1053   ……-K--I--L--N--K                --Y--G--D--M--R-…… G--Q--N--K-……-T--N--M--*- 1828

Genomic numbering corresponds to NC_000077. The acceptor splice site of intron 31, which is destroyed by the capitol_reef mutation, is indicated in blue lettering and the mutated nucleotide is indicated in red. 
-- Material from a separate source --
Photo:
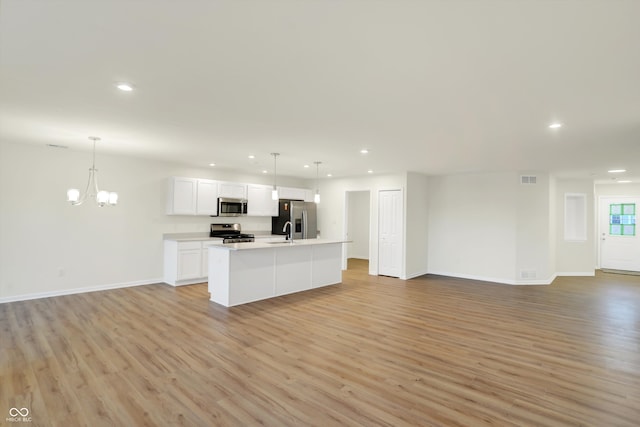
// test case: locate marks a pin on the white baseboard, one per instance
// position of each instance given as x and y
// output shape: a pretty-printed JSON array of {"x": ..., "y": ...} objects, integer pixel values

DOCK2 belongs to the DOCK180 superfamily of guanine nucleotide exchange factors (GEFs) that have been shown to activate members of the Rho family of small GTPases [Figure 4; (1-4)]. Members of the DOCK A and B groups contain an N-terminal SH3 domain. Two domains are shared amongst all DOCK proteins, the catalytic DHR-2 (DOCK homology region 2) or CZH-2 (CDM-zizimin homology 2) domain (amino acids 1114-1620 in DOCK2) and the DHR-1 or CZH-1 domain (amino acids 420-662 in DOCK2) (2;4).  Several DOCK proteins, including DOCK2, appear to be localized to the plasma membrane via interaction of the DHR-1 domain with phosphatidylinositol (3,5)-biphosphate [PtdIns(3,5)P₂] and phosphatidylinositol (3,4,5) P₃ (PIP₃) signaling lipids (5;6). The DHR-2 domains of several DOCK family members interact with the nucleotide-free form of Rac and/or Cdc42 (2;4). DOCK2 has an N-terminal SH3 domain (amino acids 8-69). The capitol_reef mutation is within the splice acceptor site of intron 31 and is predicted to result in deletion of exon 32. Exon 32 encodes amino acids 1058-1076, which is an undefined region between the DHR-1 and DHR-2 domains.
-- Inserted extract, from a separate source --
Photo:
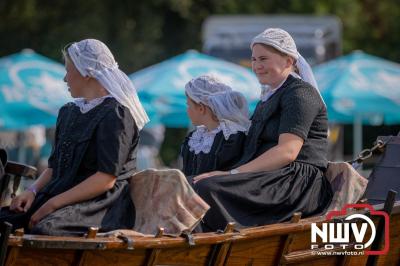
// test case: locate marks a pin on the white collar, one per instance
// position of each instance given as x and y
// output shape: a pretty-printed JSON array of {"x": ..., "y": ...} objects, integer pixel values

For more information on Dock2, see the record for frazz.

Rho GTPases are known regulators of the actin cytoskeleton and affect multiple cellular activities including cell morphology, polarity, migration, proliferation and apoptosis, phagocytosis, cytokinesis, adhesion, vesicular transport, transcription and neurite extension and retraction. Regulation of Rho GTPase activity involves the GEFs that promote the exchange of GDP for GTP, the GTPase-activating proteins (GAPs) that enhance the GTPase activity of Rho proteins, and the Rho guanine nucleotide-dissociation inhibitors (RhoGDIs) that sequester Rho GTPases in a GDP-bound state. DOCK2 functions in the polarization and migration of immune cell subsets.  DOCK2 functions downstream of chemokine receptors to regulate Rac activation and migration of B and T lymphocytes, neutrophils, plasmacytoid dendritic cells (pDCs), and hematopoietic stem cells, but not monocytes or other myeloid cell types (6-10).  The immune cells affected by DOCK2 deficiency display aberrant homing, activation, adhesion, polarization and migration. DOCK2-deficient lymphocytes fail to respond normally to the chemokines CCL21, CCL19, CXCL13, and CXCL12, resulting in impaired homing to secondary lymphoid organs and aberrant morphology of these tissues (8). Dock2 ^{-/ -}mice display a number of immunological phenotypes including lack of marginal zone B cells, reduced numbers of mature CD4⁺ T cells and the major subset of natural killer T (NKT) cells expressing the semi-invariant Vα14 T cell receptor (TCR), and aberrant TCR signaling (8;11;12).  Similar to Dock2^{-/ -} mice, the Arches mice exhibit reduced frequencies of peripheral CD4⁺ T cells, indicating loss of function in DOCK2^Arches.